Lead vocalist/guitarist Rivers Cuomo doesn't exude a rock star presence, let alone the rest of the seemingly square Weezer, guitarist Brian Bell and drummer Patrick Wilson. Just note the cover of the band's self-titled Geffen debut; four shoulders-back, collars-out guys standing in a row like they're honoring the national anthem. Or check out their role in the "Buddy Holly" Happy Days cut-and-paste video. Therein lies Weezer's sense of humor. So when Weezer calls out to the audience, "Hello Toronto!" or Cleveland, wherever, it's meant tongue-in-cheek.
"You get bored if you play the same set all the time," admits Sharp. "So occasionally we do it but it's so obvious that it's a joke. I hope people understand. It started in Chicago. We played our first headlining show and the crowd was pretty insane. And all of a sudden Rivers goes (high voice) 'Let me hear you Chicago!' and we hear 'WHOOSH...RRRROAR.' We were like, 'Oh, my God that works!' It was so funny, we did it another 30 times.

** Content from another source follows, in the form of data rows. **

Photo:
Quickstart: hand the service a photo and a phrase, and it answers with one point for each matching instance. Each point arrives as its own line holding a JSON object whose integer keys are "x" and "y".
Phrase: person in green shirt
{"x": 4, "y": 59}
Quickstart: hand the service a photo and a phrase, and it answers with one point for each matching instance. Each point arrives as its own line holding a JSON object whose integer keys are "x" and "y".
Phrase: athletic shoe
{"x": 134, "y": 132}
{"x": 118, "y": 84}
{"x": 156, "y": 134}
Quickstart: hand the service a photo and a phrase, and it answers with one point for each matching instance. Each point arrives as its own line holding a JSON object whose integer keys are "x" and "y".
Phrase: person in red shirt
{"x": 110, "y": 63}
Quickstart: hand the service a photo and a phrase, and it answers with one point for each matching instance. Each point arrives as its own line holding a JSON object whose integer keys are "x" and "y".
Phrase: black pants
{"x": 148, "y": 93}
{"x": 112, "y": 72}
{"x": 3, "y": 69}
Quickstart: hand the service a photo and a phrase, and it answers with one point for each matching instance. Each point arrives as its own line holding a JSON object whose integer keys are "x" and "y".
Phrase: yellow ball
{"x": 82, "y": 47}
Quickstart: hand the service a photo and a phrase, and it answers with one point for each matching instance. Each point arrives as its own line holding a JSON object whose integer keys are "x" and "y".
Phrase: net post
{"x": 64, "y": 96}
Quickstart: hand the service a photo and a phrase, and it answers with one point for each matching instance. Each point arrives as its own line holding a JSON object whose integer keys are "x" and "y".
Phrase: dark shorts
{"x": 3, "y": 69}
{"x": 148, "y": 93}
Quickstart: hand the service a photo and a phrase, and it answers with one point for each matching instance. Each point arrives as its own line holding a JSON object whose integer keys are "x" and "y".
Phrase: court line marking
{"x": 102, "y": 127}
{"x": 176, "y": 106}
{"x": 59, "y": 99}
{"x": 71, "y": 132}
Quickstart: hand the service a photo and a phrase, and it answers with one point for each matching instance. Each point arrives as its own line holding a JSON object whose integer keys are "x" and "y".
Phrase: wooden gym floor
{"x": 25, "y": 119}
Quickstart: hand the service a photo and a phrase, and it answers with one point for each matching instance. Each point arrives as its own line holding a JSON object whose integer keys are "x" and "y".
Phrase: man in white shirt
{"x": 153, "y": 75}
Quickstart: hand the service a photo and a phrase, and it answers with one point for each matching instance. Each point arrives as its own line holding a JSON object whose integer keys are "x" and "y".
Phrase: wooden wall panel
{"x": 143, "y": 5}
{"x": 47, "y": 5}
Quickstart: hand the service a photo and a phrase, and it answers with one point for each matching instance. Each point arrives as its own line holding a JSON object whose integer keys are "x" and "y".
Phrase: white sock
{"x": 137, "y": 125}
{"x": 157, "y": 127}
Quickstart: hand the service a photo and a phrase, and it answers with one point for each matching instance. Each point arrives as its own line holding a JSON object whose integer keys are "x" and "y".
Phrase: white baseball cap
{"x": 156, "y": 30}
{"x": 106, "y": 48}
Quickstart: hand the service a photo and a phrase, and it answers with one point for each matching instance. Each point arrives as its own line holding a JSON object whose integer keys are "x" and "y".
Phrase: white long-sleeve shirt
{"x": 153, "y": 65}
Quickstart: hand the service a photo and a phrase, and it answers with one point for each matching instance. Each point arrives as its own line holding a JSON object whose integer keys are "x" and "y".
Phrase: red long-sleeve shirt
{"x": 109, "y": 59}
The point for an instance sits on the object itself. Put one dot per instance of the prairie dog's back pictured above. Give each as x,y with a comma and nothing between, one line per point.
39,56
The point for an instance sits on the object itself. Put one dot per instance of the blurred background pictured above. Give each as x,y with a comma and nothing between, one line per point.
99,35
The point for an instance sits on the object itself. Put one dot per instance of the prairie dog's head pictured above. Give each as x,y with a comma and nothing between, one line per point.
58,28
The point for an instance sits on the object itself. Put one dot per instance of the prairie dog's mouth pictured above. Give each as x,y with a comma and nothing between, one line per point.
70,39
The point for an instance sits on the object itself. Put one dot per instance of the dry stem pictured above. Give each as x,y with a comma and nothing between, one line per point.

"In Arizona we split the crowd," he recounts with amazement. "One side I did... I can't remember what the hell it was... that rock cliche thing like '1,2,3,' say some word. And we do the right side and then the left side and see which one is better. We'd do it back and forth and then say the right side won. It was just retarded stuff, but it's actually pretty funny when you realize these things work. And it actually makes everybody feel pretty great."